Since Mahathir’s outrageous 43rd Merdeka Day message, for instance, the Malaysian stock market had been the worst performer in the region, suffering the most precipitous fall of 8.63% from August 30 to Sept. 11 when compared to Singapore’s fall of 2.11 per cent or Indonesia’s 1.39 per cent fall.
The following indices on the performance of the stock markets of Kuala Lumpur, Singapore, Bangkok, Manila and Indonesia are self-explanatory:
August 30 Sept. 11 difference percent
KLCI (KL) 795.84 727.15 68.69 -8.63
SES (Singapore) 2165.34 2119.61 45.73 -2.11
SET (Bangkok) 309.67 290.34 19.33 -6.24
PSE (Manila) 1525.19 1501.48 23.71 -1.55
Jakarta 469.061 462.538 6.523 -1.39
Even former Bank Negara deputy governor, Tan Sri Lin See-Yan, is now calling for review of capital control measures.
In a recent speech at the Asian Institute of Management (AIM) in Manila, Lin admitted that it is the economy’s "negatives" which are increasingly being highlighted, "including the softening of actual FDI inflows, recent outflows of foreign portfolio capital, the lackadaisical KLSE, softening retail sales, rising oil prices and the overhang of unsold houses and buildings".
Lin said that it is "now timely" to review existing capital control measures with a view to (a) liberalising them to be consistent with policy objectives; and (b) in cases where they are no longer needed, removed if necessary in stages, and that these measures "will go a long way to improve market sentiment".

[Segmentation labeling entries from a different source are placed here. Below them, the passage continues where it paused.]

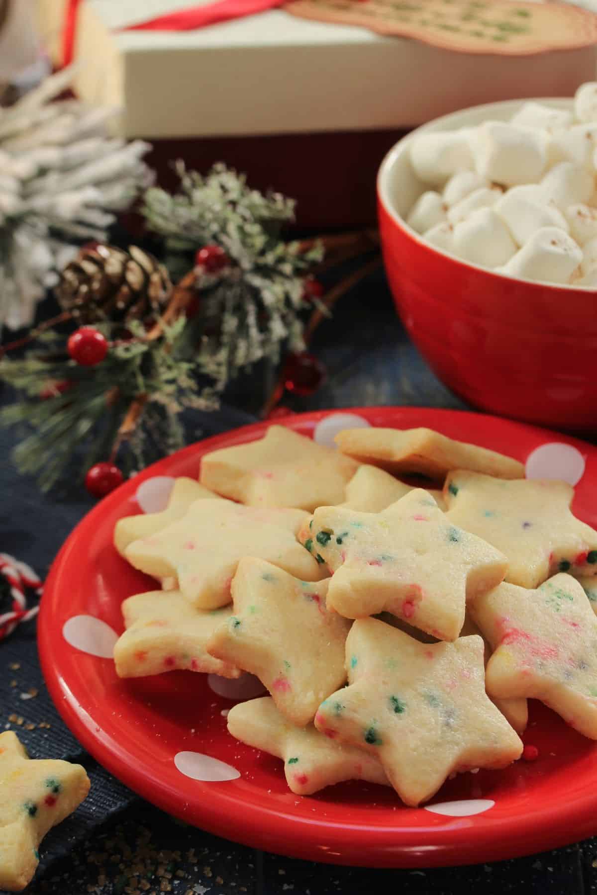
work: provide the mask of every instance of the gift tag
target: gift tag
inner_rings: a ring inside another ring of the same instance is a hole
[[[304,19],[361,25],[459,53],[531,55],[592,46],[597,15],[559,4],[512,0],[294,0]]]

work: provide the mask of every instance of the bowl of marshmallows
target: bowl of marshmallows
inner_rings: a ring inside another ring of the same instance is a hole
[[[597,430],[597,82],[399,141],[378,176],[398,312],[471,404]]]

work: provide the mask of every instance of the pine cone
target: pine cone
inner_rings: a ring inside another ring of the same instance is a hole
[[[153,255],[136,245],[82,248],[62,272],[55,295],[78,323],[151,323],[166,304],[172,283]]]

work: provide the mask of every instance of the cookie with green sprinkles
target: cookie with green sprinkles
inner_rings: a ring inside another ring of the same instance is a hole
[[[30,882],[42,839],[89,789],[81,764],[30,759],[15,733],[0,734],[0,889],[21,891]]]
[[[421,644],[359,618],[346,638],[346,665],[348,686],[321,703],[315,727],[376,757],[406,805],[430,799],[452,773],[520,757],[523,744],[485,693],[481,637]]]
[[[264,438],[222,448],[201,460],[201,484],[251,507],[313,510],[344,500],[357,464],[285,426]]]
[[[592,47],[597,42],[597,17],[566,4],[487,0],[291,0],[285,10],[303,19],[369,28],[378,34],[411,38],[442,49],[467,54],[529,55],[558,49]],[[469,29],[479,19],[484,27]]]
[[[137,593],[122,606],[126,630],[114,647],[119,678],[145,678],[178,669],[239,678],[240,669],[214,659],[208,641],[232,607],[198,609],[179,591]]]
[[[501,550],[513,584],[534,588],[557,572],[597,575],[597,532],[573,515],[574,493],[557,480],[456,470],[444,487],[446,518]]]
[[[207,644],[212,656],[256,675],[293,724],[311,721],[346,679],[350,622],[328,609],[328,582],[245,557],[232,583],[235,622],[223,621]]]
[[[332,571],[328,605],[336,612],[390,612],[439,640],[456,640],[466,601],[499,584],[507,568],[499,550],[447,522],[422,489],[381,513],[320,507],[309,533]]]
[[[124,557],[135,568],[173,583],[200,609],[230,602],[239,560],[260,557],[305,581],[328,574],[304,550],[296,533],[305,518],[300,509],[261,509],[231,500],[195,500],[183,518],[149,537],[133,541]]]
[[[232,736],[242,743],[282,759],[288,787],[297,796],[311,796],[352,780],[389,786],[376,755],[330,739],[312,724],[296,727],[269,696],[235,705],[227,723]]]
[[[490,696],[540,699],[597,739],[597,618],[576,578],[562,572],[535,590],[500,584],[471,614],[493,650]]]

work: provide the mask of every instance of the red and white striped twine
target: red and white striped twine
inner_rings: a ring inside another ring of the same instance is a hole
[[[38,606],[27,609],[27,591],[41,596],[42,582],[32,568],[7,553],[0,553],[0,575],[8,581],[13,597],[13,609],[0,615],[0,640],[7,637],[19,622],[29,621],[38,614]]]

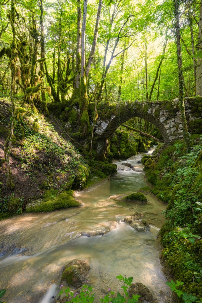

The Cabinet cannot tarry any further to grapple with the problem of restoring both investor confidence and foreign direct investment, especially after the release of WEF’s 2000 global competiveness ranking placing the Malaysian economy in the lowly 25th position as compared to the ninth ranking in 1997.
I urge the Cabinet tomorrow to immediately boost investor confidence by sending out a clear signal that the government will liberalise and even remove capital control measures latest by next year’s budget presentation on Oct. 27.